Jerome Smith
16th July 2016
Data Science Capstone Project
Johns Hopkins University
Coursera
Wouldn't you like to able to write words on your smartphone with just one touch, instead of all that typing?
This application does precisely that: it predicts the next four words you are likely to type, based on what you have already typed.
It doesn't get in your way: its suggestions are optional. If you don't want any of the words it suggests, just keep on typing in the usual way.
You can see a working demo here:
The app uses a prediction algorithm based on n-grams. An n-gram is the last n words of a phrase. For example, in “Oh, what a beautiful”, the associated 1-gram, 2-gram and 3-gram are: “beautiful”, “a beautiful” and “what a beautiful”, respectively.
The prediction model is trained with large quantities of text pulled from Twitter, blogs and news web sites. The algorithm extracts all the various n-grams from the text, and for each one finds the four next words that occur most frequently. It stores these n-grams with associated most likely next words in
probability tables, one for each type of n-gram.
Every time you type, the app looks up the greatest n-gram from your phrase in its associated probability table and finds the associated next words. If the n-gram is not present in the table, it tries with the next lower n-gram (n-1). Ultimately it will look up the associated 1-gram (a single word). It will almost always find an association, since albeit there are unlimited n-grams, there are relatively few possible 1-grams (words in the English language).
The demo application has been developed using R statistical computing language. It consists of five components:
The training algorithm collects all observations of n-grams and associated next words from the data and from them builds the probability tables.
The prediction function takes a phrase as input and uses the probability tables loaded into memory to look up the most probable next words.
The demo uses up to 4-grams and hence has 4 probability tables.
This application is intended to be used on smartphones, and must run quickly in order to be of practical value, despite the limited memory and processing power of most smartphones.
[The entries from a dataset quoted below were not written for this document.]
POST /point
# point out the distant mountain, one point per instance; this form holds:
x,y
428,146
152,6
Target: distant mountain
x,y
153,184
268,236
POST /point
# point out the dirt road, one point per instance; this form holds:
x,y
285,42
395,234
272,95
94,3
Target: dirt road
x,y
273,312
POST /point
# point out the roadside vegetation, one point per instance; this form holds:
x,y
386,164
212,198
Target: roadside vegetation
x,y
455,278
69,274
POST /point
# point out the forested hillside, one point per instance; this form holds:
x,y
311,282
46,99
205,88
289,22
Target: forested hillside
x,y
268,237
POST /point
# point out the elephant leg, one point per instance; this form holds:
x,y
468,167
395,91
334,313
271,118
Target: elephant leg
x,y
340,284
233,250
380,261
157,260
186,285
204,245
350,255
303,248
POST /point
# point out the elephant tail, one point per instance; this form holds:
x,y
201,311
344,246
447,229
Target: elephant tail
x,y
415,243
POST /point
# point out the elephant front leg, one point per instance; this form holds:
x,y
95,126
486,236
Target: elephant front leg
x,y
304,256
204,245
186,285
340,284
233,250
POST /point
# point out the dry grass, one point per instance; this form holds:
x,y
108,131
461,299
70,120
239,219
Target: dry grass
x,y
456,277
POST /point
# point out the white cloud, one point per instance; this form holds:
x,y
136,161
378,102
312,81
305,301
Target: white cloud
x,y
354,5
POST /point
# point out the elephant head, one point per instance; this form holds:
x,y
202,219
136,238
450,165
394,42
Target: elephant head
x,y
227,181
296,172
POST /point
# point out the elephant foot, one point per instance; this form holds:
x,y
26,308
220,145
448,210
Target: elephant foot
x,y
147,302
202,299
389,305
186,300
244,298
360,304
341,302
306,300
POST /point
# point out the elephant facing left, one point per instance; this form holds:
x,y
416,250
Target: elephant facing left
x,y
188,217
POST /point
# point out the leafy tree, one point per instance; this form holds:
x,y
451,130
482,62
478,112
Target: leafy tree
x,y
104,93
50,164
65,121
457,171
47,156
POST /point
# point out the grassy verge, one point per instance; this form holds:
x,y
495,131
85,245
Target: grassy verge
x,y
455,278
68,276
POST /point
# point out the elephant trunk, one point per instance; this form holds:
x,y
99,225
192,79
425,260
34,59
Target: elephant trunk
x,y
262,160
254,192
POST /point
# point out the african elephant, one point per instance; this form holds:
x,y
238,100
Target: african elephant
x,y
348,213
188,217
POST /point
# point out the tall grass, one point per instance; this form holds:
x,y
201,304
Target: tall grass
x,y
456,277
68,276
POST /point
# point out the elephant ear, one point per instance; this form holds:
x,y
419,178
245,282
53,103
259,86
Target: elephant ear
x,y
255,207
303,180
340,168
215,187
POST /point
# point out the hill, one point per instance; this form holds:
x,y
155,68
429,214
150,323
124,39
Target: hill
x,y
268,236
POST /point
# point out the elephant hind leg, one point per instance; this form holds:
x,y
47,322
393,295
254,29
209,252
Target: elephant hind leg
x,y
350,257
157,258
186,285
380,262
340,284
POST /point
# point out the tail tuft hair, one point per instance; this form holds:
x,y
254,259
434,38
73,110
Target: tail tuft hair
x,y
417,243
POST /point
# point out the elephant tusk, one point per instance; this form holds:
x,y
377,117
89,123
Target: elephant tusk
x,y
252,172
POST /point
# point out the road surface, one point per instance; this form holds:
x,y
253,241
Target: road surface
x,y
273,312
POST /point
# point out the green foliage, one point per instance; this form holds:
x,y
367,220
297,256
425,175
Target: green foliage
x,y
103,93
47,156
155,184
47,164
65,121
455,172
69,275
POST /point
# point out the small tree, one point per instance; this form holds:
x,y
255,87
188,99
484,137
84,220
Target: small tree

Therefore we propose the following extensions to its design in order to improve both its performance and accuracy:
Write the smartphone version of the application in a high-performance low-level language such as C++.
Continuously re-train automatically, customising itself to the user's particular way of writing, adding the user's own n-grams and words to the probability tables. This will improve predictive accuracy significantly.